Every nerve in Mary turned aflame. This examination had to stop. But when she opened her lips, no words came out.
He took another step. He stood close enough now that she could feel the heat of him. It took all her power not to step backward, to retreat.
“—Read also has some curious habits, I’ll admit.” He took a deep breath. “Like dressing under blankets. Trailing into the woods to urinate.” He swallowed. “Hiding bloodstained rags before washing them in the river.”
No.
She turned to Merlin, but Bjorn’s hand grabbed hers.
“Please, Read. Please.” The urgency of his plea stopped her cold.
She whipped around, startled and furious. He knew. He couldn’t know! No one could know. “Let me go,” she ground out, but it sounded more like a wail. She pressed her fists against his chest and leaned into him, watchful of where she knew a wound meant for her had branded him instead.
He wrapped one strong arm around her, the other supported against the rough-hewn crutch.
“I will do anything you say once you answer my question,” he begged.
He raised a shaky finger as if to wipe away a tear on her cheek before checking himself and lowering it again.
“No matter what you say or do, I could never cause you harm.”
How long had he known? Mary rested her head against him, believing him, then nodded. “Only one.”
Then, she would be gone. And he would be safe.

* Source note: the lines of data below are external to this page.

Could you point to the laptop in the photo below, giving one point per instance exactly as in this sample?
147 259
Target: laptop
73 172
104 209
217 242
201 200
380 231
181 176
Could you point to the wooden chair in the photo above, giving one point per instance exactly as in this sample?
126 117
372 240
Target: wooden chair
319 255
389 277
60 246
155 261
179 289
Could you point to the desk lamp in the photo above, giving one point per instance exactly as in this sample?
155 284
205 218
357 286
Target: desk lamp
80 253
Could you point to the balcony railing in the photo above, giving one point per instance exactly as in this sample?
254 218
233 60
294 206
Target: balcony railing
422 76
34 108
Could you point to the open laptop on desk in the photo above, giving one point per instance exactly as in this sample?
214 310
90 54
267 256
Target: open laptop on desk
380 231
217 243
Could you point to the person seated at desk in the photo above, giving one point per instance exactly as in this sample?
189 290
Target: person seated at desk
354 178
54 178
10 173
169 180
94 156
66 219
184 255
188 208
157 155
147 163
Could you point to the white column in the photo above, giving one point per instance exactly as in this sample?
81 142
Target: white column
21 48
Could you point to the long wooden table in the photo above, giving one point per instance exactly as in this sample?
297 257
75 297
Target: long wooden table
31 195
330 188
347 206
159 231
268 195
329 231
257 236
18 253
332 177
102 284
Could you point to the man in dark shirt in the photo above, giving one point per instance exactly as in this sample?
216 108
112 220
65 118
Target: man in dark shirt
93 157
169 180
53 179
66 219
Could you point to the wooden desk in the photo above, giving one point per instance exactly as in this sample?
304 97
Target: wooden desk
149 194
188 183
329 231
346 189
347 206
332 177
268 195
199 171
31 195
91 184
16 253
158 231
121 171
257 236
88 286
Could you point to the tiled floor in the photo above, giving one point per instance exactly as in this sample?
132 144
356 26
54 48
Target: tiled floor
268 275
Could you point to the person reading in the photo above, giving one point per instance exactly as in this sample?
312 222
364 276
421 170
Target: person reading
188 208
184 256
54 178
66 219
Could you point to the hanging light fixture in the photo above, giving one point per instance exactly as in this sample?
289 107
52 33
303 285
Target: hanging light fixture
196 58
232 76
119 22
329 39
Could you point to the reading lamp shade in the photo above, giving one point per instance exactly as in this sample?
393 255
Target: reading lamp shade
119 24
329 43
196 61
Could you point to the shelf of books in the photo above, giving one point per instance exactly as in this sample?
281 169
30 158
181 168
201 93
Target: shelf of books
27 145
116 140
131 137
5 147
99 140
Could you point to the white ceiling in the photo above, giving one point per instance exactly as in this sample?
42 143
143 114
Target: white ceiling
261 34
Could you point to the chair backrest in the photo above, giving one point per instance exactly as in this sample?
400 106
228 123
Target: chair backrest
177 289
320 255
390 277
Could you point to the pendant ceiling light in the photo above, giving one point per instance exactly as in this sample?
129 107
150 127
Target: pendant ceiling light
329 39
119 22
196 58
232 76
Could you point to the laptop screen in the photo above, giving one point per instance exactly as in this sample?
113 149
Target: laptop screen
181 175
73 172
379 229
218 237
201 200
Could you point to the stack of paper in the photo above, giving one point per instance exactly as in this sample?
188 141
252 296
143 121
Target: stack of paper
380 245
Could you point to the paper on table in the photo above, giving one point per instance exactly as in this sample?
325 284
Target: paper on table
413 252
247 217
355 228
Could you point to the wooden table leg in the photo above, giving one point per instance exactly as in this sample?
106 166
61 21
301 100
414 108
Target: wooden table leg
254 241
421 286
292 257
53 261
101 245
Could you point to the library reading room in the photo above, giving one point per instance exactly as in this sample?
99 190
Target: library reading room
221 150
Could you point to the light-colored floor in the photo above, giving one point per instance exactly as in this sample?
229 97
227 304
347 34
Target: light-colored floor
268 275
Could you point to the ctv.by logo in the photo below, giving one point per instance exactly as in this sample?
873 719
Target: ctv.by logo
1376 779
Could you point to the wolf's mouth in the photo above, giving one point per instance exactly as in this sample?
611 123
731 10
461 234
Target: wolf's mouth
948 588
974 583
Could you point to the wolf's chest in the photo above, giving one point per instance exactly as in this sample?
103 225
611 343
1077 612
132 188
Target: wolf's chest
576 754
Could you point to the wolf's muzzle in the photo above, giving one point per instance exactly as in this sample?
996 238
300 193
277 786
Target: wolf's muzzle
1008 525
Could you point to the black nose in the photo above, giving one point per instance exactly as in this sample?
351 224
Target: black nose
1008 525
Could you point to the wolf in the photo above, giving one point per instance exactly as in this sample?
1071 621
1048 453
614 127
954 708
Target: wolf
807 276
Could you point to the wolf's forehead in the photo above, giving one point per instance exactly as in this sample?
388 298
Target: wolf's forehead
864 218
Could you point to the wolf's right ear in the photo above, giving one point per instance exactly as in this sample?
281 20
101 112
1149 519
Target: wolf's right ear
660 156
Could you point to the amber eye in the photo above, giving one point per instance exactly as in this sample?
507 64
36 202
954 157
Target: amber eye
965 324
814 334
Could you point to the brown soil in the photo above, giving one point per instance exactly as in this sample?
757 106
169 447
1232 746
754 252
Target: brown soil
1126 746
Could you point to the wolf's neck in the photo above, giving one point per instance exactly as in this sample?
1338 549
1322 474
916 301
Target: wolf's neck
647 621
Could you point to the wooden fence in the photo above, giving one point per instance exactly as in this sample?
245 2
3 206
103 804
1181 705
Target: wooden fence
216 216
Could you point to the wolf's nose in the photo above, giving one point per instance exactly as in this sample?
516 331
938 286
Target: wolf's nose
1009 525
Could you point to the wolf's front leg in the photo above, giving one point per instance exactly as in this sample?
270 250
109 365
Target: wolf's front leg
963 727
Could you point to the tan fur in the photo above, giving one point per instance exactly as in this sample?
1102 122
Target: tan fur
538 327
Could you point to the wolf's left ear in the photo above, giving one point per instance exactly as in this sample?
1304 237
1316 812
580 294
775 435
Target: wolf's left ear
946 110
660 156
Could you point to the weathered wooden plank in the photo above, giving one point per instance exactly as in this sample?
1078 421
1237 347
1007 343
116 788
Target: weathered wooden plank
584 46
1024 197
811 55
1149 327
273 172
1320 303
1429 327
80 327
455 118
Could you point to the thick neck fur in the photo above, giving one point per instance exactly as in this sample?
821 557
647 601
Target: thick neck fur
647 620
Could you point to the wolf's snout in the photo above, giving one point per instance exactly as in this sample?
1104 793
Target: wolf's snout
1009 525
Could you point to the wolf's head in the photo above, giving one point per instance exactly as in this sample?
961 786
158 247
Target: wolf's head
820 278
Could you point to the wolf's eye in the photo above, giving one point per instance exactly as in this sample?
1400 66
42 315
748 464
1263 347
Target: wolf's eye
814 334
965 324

“Why did you do it?” he asked, his voice caught in his throat. “Why did you save my life, after I’d convinced our superiors to tuck you and your troop away from the front?”
She stepped back with shock. Did his face mirror hers—fear and … vulnerability? It was not the question she expected, the more obvious one about her sex.
Her resolve began to snap, buckle by buckle.
“For the same reason you saved mine,” she said. A guess. A hope. A half answer.
The last tether to a life of hiding.
He lifted his finger again, tracing her ear and jawline, then the hollow at the base of her throat. She inhaled sharply, the sweet touch of him coursing down to her toes—a feeling new and wholly hers. Natural.
Too natural. It wasn’t too late to escape.
“And what reason is that, Read?” he asked, breathless.
She raised her chin, her gaze meeting his. She wondered what her own eyes said, if they already betrayed the biggest truth she’d ever known.
Then she pulled his lips to hers, and let her body say the rest.